Flake’s move came amid a loud chorus of criticism from Republicans, traditionally a free-trade party, for Trump’s action. The Republican chairman of the Senate Finance Committee, Orrin Hatch, also criticized the tariffs but said he would work with the White House to “mitigate the damage.”
There was some praise from Democrats for the Republican president. Senator Joe Manchin, who is running for re-election this year from West Virginia, where Trump won overwhelmingly in 2016, said it was “past time to defend our interests, our security and our workers in the global economy and that is exactly what the president is proposing with these tariffs.”

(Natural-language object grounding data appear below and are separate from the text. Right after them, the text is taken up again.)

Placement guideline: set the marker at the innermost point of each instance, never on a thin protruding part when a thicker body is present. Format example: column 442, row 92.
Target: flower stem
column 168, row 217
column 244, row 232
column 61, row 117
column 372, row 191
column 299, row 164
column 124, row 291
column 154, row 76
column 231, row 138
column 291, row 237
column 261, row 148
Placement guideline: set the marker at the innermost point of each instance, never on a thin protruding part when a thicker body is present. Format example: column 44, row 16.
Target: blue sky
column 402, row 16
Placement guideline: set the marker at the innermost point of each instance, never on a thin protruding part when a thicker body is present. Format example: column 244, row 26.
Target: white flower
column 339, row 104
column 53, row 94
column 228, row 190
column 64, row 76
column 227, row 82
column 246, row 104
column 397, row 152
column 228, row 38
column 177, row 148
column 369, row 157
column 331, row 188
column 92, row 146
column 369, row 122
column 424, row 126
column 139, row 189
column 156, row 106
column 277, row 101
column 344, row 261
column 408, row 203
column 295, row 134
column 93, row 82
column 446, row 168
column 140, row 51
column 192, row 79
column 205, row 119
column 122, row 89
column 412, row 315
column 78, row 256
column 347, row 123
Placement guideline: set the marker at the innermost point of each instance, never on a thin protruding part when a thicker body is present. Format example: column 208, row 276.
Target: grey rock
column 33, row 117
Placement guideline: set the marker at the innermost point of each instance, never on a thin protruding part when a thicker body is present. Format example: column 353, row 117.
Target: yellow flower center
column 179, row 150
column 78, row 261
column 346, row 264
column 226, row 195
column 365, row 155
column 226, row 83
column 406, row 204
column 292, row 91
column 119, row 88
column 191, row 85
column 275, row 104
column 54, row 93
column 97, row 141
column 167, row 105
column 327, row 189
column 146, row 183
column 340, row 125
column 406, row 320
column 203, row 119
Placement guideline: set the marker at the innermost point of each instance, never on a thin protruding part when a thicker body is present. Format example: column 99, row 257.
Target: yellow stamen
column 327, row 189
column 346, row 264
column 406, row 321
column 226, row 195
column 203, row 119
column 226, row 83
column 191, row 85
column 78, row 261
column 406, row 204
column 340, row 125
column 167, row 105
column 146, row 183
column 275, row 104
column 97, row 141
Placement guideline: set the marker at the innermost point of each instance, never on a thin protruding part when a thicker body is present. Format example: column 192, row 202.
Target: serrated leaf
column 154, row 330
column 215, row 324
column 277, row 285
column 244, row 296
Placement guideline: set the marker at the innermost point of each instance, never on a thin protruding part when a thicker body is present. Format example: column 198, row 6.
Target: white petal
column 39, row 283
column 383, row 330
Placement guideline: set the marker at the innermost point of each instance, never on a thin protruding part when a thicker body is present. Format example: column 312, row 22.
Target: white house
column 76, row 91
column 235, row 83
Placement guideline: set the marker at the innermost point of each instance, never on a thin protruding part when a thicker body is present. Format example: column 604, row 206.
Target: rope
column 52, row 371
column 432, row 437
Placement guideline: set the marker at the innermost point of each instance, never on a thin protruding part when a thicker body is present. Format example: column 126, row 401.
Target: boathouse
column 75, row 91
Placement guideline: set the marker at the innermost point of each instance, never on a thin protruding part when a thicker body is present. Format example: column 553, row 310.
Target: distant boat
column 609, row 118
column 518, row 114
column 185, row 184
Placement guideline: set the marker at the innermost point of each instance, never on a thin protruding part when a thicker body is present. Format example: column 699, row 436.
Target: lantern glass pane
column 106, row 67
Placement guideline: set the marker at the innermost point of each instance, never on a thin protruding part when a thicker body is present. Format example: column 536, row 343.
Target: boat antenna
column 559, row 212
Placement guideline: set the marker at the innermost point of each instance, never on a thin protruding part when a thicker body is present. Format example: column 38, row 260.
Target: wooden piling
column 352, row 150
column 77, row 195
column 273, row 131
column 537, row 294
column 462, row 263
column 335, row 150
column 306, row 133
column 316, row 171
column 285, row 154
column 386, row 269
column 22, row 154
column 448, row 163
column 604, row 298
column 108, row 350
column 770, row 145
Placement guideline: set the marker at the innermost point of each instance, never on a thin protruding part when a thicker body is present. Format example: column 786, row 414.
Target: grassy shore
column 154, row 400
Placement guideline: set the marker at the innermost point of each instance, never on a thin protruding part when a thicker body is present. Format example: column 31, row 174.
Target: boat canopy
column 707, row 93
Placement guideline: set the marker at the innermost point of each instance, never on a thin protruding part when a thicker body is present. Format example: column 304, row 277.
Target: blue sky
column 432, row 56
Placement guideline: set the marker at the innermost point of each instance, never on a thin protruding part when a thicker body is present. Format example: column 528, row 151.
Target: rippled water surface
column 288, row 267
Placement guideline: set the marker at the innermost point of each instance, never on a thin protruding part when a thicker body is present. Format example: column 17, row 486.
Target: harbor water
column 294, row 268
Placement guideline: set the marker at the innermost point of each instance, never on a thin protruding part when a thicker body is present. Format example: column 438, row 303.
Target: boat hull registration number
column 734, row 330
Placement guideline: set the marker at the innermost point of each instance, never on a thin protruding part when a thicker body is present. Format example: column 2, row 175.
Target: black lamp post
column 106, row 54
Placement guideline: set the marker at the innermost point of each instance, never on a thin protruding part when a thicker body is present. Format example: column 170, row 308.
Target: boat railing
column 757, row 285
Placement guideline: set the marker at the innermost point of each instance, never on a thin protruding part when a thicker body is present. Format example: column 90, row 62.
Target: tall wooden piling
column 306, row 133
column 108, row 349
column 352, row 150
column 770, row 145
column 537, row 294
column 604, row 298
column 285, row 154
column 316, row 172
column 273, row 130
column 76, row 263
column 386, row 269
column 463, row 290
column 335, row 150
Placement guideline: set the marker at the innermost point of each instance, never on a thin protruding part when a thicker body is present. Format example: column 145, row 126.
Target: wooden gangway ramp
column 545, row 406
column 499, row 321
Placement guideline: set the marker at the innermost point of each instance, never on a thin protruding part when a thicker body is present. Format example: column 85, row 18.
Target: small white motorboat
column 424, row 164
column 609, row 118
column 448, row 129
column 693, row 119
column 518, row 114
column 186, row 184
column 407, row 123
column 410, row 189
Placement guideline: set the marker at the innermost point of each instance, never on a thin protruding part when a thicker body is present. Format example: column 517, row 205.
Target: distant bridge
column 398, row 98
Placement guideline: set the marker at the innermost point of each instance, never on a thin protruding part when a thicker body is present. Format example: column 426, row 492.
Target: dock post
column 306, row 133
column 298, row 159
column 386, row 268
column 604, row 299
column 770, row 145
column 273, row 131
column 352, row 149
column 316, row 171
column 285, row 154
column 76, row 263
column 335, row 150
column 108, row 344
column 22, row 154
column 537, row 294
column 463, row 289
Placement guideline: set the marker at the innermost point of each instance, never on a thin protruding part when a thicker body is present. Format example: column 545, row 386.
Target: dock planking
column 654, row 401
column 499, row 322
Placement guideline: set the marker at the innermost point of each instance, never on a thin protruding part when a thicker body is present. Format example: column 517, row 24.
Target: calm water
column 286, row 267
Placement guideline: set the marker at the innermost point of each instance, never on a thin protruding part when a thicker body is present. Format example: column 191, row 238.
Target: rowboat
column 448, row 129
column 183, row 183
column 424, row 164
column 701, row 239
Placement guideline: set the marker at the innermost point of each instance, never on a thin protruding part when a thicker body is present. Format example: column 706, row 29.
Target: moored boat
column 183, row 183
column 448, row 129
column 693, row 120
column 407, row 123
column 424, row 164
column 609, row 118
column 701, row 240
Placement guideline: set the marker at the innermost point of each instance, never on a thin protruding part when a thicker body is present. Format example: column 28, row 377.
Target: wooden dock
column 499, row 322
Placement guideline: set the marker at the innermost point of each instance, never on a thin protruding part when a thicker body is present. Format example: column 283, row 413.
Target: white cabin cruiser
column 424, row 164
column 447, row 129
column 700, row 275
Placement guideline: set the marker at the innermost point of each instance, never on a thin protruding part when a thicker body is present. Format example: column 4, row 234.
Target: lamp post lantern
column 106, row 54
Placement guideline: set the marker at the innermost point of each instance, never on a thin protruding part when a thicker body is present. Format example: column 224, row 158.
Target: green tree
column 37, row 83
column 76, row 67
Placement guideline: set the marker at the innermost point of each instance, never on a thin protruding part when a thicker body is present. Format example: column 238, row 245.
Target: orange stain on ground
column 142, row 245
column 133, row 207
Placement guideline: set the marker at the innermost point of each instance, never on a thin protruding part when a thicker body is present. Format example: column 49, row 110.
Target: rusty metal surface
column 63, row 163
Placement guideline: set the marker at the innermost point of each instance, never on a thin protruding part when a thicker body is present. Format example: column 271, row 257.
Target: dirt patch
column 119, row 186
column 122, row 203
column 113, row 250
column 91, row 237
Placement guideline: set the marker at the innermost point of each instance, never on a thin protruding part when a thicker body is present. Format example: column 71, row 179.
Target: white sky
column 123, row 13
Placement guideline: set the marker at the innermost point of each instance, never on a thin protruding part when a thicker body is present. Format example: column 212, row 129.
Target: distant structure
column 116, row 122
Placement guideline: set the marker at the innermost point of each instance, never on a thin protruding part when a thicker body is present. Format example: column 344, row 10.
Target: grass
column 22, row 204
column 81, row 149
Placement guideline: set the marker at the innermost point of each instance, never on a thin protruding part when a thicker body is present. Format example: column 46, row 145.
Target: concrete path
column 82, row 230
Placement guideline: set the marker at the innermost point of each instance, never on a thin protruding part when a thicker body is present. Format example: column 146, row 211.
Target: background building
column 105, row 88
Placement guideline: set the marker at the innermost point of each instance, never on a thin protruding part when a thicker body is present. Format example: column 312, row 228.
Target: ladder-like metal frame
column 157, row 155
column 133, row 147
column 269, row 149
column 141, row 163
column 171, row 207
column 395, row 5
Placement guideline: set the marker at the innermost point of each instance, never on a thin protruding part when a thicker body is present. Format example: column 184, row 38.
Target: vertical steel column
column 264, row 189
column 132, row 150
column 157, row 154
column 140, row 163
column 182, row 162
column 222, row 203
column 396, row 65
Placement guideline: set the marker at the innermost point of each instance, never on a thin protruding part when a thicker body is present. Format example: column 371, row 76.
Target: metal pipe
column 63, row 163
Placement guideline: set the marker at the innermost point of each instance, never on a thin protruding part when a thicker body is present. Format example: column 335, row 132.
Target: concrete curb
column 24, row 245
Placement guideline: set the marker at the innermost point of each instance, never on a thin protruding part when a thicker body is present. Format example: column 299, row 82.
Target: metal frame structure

Flake, an Arizona conservative who has frequently feuded with Trump, said in a statement that Trump’s “so-called ‘flexible tariffs’ are a marriage of two lethal poisons to economic growth – protectionism and uncertainty .... Congress cannot be complicit as the administration courts economic disaster.”
Flake said he would immediately draft and introduce legislation to nullify the tariffs, “and I urge my colleagues to pass it before this exercise in protectionism inflicts any more damage on the economy.”
Trump will impose 25 percent tariffs on steel imports and 10 percent for aluminum but exempted Canada and Mexico.
Both houses of Congress have Republican majorities. But despite widespread unhappiness in the party over Trump’s tariffs, passage of such legislation would be a long shot - especially since a two-thirds super-majority would be needed for passage over a likely presidential veto.
Another senator, Republican Mike Lee of Utah, in January introduced a bill to take back some of the power that Congress over the years has delegated to the executive on trade.
Flake, 55, described himself in October as out of step with his party and said he would not seek re-election. His term ends in January 2019.
Although he has voted for Trump’s policies, such as the Republican tax overhaul last year, Flake has continued criticizing Trump when he disagrees with him. In a January speech he castigated the president for his attacks on the media.
With Congress stalemated over immigration, Flake earlier this week sought to force a Senate vote on temporarily protecting “Dreamer” immigrants from being deported, while financing Trump’s border wall for three years, but another Republican blocked Flake’s effort.